Fatti trovare pronta, così potremo partire subito. Non voglio sprecare tempo a Wragby, è un posto orribile. Probabilmente passerò la notte a Redford dai Coleman, perciò dovrei essere da te per il pranzo di giovedì. Potremmo poi partire all’ora del tè e forse dormire a Grantham. E’ inutile passare una serata con Clifford. Se gli dà fastidio che tu parta, non gli farebbe piacere”.

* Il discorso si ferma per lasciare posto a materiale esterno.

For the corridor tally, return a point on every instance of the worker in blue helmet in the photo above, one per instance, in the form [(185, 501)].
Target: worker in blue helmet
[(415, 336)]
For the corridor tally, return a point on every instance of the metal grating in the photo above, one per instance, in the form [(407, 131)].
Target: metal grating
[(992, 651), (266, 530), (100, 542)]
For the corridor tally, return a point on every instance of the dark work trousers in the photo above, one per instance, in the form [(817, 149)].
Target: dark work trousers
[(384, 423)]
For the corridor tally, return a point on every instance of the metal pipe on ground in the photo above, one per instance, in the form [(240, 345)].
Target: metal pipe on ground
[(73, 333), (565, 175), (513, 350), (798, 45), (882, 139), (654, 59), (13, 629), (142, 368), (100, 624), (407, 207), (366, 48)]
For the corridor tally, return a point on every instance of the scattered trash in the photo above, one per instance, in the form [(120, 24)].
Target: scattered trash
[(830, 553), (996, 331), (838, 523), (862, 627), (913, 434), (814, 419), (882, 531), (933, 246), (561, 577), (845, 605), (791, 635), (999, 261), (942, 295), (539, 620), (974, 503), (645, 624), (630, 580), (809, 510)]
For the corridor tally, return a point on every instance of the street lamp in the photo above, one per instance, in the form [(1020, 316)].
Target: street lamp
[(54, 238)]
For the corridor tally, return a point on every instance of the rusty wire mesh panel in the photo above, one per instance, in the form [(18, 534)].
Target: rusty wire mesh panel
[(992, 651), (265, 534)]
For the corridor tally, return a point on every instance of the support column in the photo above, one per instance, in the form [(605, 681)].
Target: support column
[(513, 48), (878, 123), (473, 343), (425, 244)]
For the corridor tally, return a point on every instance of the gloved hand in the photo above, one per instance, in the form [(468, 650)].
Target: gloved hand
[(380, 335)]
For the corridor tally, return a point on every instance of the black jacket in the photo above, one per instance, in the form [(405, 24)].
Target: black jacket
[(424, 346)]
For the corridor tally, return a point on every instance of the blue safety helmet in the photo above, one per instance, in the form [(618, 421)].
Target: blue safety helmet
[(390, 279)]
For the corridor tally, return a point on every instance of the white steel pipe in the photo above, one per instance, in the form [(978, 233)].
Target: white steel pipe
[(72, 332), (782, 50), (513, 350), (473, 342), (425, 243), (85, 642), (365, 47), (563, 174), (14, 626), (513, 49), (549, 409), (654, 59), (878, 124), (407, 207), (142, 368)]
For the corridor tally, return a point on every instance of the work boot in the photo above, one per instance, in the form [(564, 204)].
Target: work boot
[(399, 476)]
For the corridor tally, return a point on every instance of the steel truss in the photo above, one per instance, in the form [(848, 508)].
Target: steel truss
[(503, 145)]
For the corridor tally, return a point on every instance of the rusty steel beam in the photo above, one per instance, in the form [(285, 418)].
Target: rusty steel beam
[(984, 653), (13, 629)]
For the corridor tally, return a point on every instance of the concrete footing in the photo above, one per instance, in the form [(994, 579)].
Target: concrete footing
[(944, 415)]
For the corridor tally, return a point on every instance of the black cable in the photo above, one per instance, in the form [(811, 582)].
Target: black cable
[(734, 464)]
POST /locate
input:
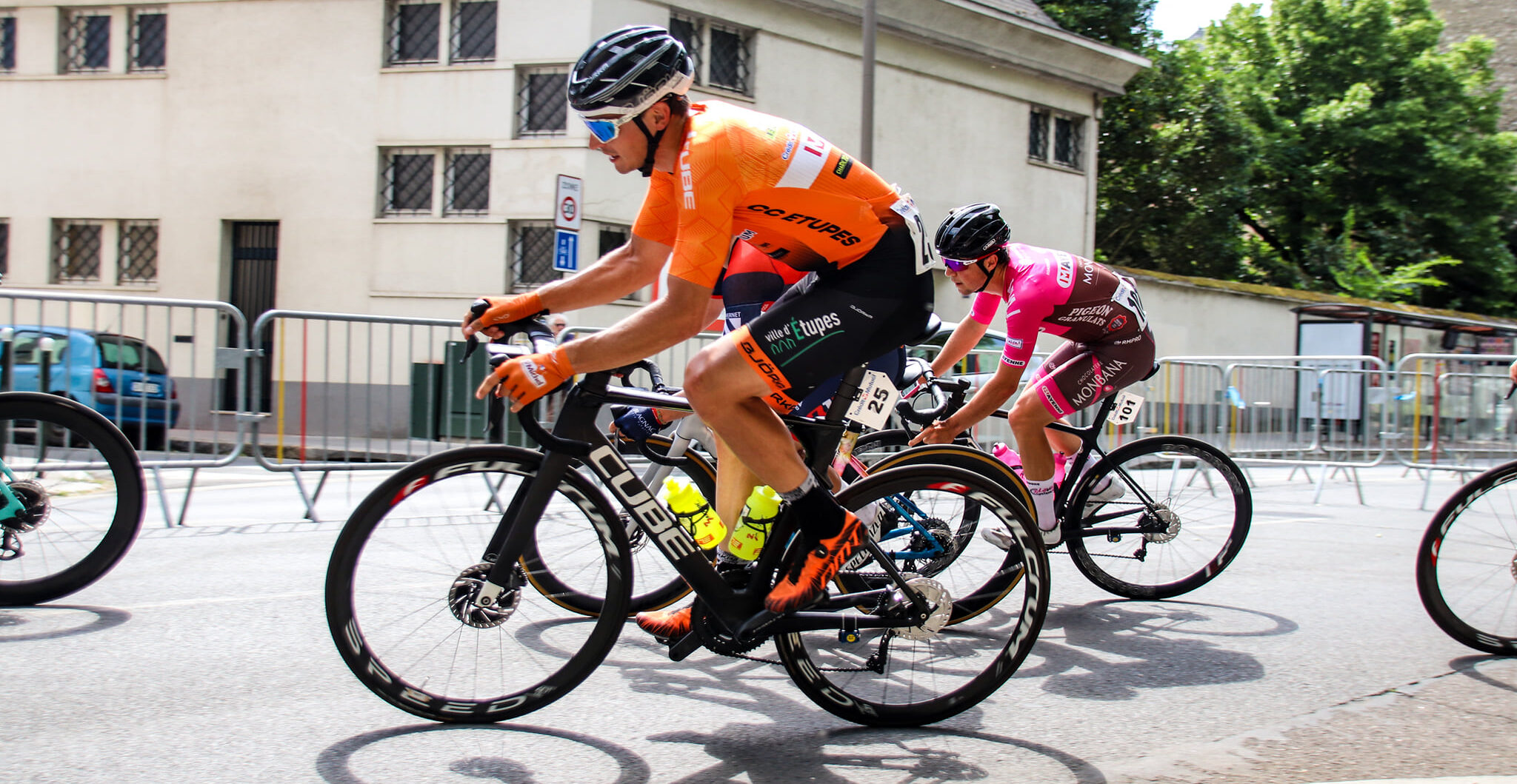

Ah, così! Ancora una volta la spingevano di qua e di là sulla scacchiera come una pedina

David Herbert Lawrence, L’amante di Lady Chatterley, 1928, tr. it. S. Melani, Garzanti 1987, p.257

La giovane Constance, detta Connie, ha sposato nel 1917 Clifford Chatterley, che è rimasto gravemente ferito durante la guerra. La coppia vive nella residenza di Wragby dove lui, costretto sulla sedia a rotelle, è preso dalla stesura di racconti. Per lei, il “tempo passava come va avanti un orologio, le otto e mezzo invece delle sette e mezzo” , e “i momenti si susseguivano senza che tra l’uno e l’altro vi fosse necessariamente un legame”. In febbraio, sconfinando dal parco verso il bosco, ha conosciuto il guardacaccia , l’ex ufficiale Oliver Mellors, che è diventato il suo amante e da cui aspetta un figlio. Quando la sorella Hilda ricorda a Connie la partenza per un viaggio in Italia, fissata il 17 giugno, la storia è a una svolta. Lo scandalo della relazione sta per emergere e Connie prenderà le sue decisioni, seguendo l’istinto, la natura e il futuro che “Dio solo sa dove stia”.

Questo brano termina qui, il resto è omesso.